Posted by Gayle on February 10, 2000 at 21:24:47:
In Reply to: Re: When Can Our Children See LOTM? posted by Brent on February 10, 2000 at 13:44:31:
: : I am a public school teacher in the Mohawk Valley and am showing LOTM for my US History students. It fits in so well with what they've learned already and the locale is identical to ours in so many ways. The history of this area comes alive and the students love it!
: : Now, however, I'm being warned by colleagues that the film is "inappropriate" and I might expect trouble!!! I concede it is violent but it's very true to the violence of that period and we show 'Glory' as well. I now know it's rated 'R' (for violence; the "Love Scene" is suggested, not graphic, and can easily be dealt with.) I honestly hadn't looked at the rating when I pre-screened it for myself BEFORE I showed it to them.
: : So I have a Big Question to you LOTM fans: What age is 'appropriate' for this film to be seen by young people?
: : I must also tell you that I had "concerned parents" (read: Evangelical Christians) express dismay that I showed 'The Crucible' in class (with the bare "butt" shot carefully covered up) and was told by the administration, in no uncertain terms, not to show it again because "witchcraft" is offensive to some of our district's families. I know, I know: the irony of that situation was delicious and distressing at the same time. It must be Daniel Day Lewis movies! I'm so depressed about the whole thing, I'm seriously considering ditching a ten year career in teaching. Maybe work in a bar with "adults" after working in schools with "intellectuals"? Anyway, if I do quit (or get fired), maybe I'll show 'My Beautiful Launderette' on my last day (just kidding, in case THEY see this!)
: : Anyway, please advise me: When did you show your kids this movie or at what age do you, especially you teachers out there, think students can "handle" this?

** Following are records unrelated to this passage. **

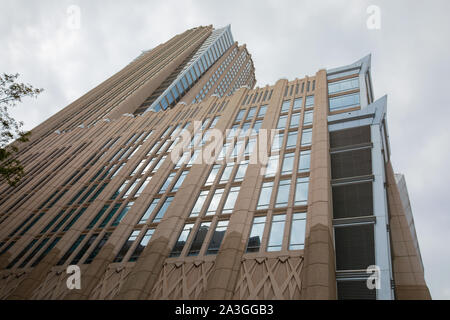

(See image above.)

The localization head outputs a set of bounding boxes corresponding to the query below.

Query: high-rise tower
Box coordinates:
[0,27,430,299]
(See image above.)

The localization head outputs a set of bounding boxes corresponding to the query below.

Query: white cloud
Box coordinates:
[0,0,450,298]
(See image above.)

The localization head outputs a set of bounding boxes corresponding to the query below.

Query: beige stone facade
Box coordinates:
[0,26,430,299]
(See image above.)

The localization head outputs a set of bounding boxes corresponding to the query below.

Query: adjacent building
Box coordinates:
[0,26,430,299]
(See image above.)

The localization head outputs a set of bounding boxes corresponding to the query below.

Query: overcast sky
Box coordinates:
[0,0,450,299]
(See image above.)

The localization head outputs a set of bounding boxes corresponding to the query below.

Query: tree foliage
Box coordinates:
[0,73,43,186]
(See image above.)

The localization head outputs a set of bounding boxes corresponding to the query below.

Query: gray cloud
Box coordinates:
[0,0,450,299]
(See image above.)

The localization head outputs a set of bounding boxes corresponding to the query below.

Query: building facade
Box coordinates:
[0,26,430,299]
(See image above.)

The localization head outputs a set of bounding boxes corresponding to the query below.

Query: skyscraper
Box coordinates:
[0,26,430,299]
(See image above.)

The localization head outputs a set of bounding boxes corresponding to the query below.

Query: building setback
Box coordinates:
[0,26,431,299]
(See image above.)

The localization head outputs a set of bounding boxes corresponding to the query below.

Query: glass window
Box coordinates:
[175,151,191,169]
[253,120,262,134]
[277,115,287,129]
[131,159,147,176]
[281,100,291,113]
[86,204,109,229]
[289,212,306,250]
[234,109,247,122]
[217,143,231,160]
[222,187,241,213]
[267,214,286,251]
[293,98,303,110]
[328,77,359,94]
[171,170,189,192]
[289,113,300,128]
[219,162,234,183]
[153,197,173,222]
[205,164,221,186]
[70,233,98,265]
[100,203,122,228]
[231,140,245,158]
[138,198,159,224]
[190,190,209,217]
[256,181,273,210]
[134,176,152,197]
[128,229,155,261]
[244,138,256,156]
[110,180,130,200]
[234,161,248,181]
[329,92,360,111]
[245,107,256,121]
[298,150,311,172]
[281,153,295,174]
[114,230,141,262]
[57,234,86,266]
[264,155,280,177]
[152,156,167,173]
[303,110,314,126]
[305,96,314,108]
[158,172,177,194]
[295,177,309,206]
[187,222,211,256]
[286,131,297,149]
[275,179,291,208]
[246,217,266,252]
[112,201,134,226]
[122,178,141,199]
[258,104,267,118]
[169,223,194,257]
[206,220,228,254]
[84,232,112,264]
[206,189,224,216]
[302,129,312,147]
[239,122,251,137]
[327,68,359,80]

: I saw LOTM when it first came out in the theatres back in'92, I was 12 yrs. old at the time. My parents went and saw it first, to make sure there was nothing inappropriate in it, and then I went and saw it with my dad. In high school my English teacher showed it to the 11th grade American Literature class. I don't know what grade you teach, but back when I was in middle school they didn't show 'R' rated films, but I do think it is appropriate for high schoolers. Especially since the legal age to view an 'R' rated film at the theatres is 17 (ever since the "Columbine incident" theatres around here have been carding anyone who looks like they might be under 17). Also you mentioned your school shows "Glory", personally I think "Glory" is more violent than LOTM (there's no exploding heads or missing limbs in LOTM). I believe the violence in LOTM is relatively mild compared to recent films such as Saving Private Ryan and Thin Red Line, and if LOTM was rated today in 2000 it would get a 'PG-13', rather than the 'R' it got back in 1992.
: On another note, I encourage you as a history teacher to make sure you explain to your US History students that LOTM is NOT history, but Michael Mann's own stylized version of history. There are so many appaling historical inaccuracies in the film. Through-out high school I was always disappointed with History teachers presenting a "sugar coated" version of history rather than reality. When I first saw the film I ignorantly accepted the history presented in LOTM has reality. Only in recent years, after researching and constantly reading about the F&I War have I discovered how inaccurate the film really is.
: But don't you all get me wrong, I love LOTM and have seen it way more times than I can remember. As a work of art the film is excellent, M.Mann's style is beautiful. But as history, the film is utter trash.
Brent, Gally, and All,
Keep in mind, also, that the original Cooper novel was not historically accurate, either. Although it was built around the actual event of the surrender and massacre at Fort William Henry, it was no more than an historical novel. With the exception of some of the historic figures, such as Webb, Munro and Montcalm, all the characters were fictional, including the daughters of Munro - Munro had no daughters! However, the fabric of the very popular novel has been firmly entwined in the public mind with the history for nearly 200 years.
Then, Michael Mann rewrote the novel into the movie, and the public was presented with a wonderful, stirring story that is far easier to digest than the novel, and certainly more entertaining than reading military and political history. In defense of Mann's revision, I would say he did the very best any human being could possibly have done to capture the historic aspects of the period while working within the politically correct guidelines of today's audiences.
Although it seems to be the path of least resistance for most teachers simply to show the movie and call it history, at least it does make today's students aware that such historic fiascos actually occurred. Those who are academically oriented will eventually research the history of the period, and those who are not will be enjoy seeing a wonderful movie and leave it at that. Either way, it's a plus.